A number of people, especially in Japan, wants to use Emoji in WordPress!

comment:28 @pento4 months ago

In 30345:

When creating a post containing emoji, the post can be saved incorrectly if MySQL isn't using a character set that supports emoji.

This change prevents the save from occurring, so it can be handled correctly in the UI.

See #21212.

comment:29 @pento4 months ago

In 30346:

If a saving a post fails, remove any invalid characters (such as emoji) from the primary text fields, then try to save it again.

See #21212.

comment:30 @TobiasBg4 months ago

[30366] missed the ticket:

WPDB: When removing invalid characters from utf8 strings in older versions of PHP, the regex was too large to be compiled.

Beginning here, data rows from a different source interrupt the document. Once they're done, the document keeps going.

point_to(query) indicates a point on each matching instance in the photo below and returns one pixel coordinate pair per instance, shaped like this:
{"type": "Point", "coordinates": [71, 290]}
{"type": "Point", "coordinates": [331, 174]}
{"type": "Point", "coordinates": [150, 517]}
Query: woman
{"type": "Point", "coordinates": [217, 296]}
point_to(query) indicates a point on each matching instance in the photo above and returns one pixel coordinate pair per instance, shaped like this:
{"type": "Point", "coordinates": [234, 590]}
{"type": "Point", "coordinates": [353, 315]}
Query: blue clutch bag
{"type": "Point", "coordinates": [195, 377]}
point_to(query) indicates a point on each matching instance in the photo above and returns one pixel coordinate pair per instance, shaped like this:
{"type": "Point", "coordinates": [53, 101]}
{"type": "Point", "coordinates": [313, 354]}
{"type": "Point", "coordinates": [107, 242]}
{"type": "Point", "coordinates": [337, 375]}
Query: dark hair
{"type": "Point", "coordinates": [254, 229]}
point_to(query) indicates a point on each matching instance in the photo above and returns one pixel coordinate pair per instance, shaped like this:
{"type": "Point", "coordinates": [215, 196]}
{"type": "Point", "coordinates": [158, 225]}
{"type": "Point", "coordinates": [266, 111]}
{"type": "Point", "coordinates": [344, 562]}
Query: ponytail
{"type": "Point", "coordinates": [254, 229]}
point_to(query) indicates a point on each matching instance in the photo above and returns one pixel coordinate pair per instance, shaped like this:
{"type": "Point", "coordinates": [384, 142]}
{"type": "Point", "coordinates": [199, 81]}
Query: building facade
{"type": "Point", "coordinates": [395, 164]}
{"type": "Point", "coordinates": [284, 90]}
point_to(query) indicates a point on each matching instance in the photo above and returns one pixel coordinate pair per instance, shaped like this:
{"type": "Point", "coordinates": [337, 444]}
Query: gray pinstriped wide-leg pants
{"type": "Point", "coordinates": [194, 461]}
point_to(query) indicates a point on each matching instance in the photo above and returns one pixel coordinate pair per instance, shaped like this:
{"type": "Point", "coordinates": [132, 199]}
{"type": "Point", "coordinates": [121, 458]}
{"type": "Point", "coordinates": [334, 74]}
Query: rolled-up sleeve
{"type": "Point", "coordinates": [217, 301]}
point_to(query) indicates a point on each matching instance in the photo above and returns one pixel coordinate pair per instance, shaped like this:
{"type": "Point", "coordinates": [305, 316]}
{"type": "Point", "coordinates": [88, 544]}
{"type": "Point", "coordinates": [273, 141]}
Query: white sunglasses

Last edited 4 months ago by TobiasBg (previous) (diff)

comment:31 @pento4 months ago

In 30375:

WPDB: When a db.php drop-in is being used, and it doesn't explicitly define itself as connecting to MySQL, skip the character set checks. This ensures that existing drop-ins won't accidentally run checks that they don't support.

See #21212.

comment:32 @pento3 months ago

In 30400:

WPDB: Force STRICT_ALL_TABLES to be enabled as soon as we connect to the MySQL server.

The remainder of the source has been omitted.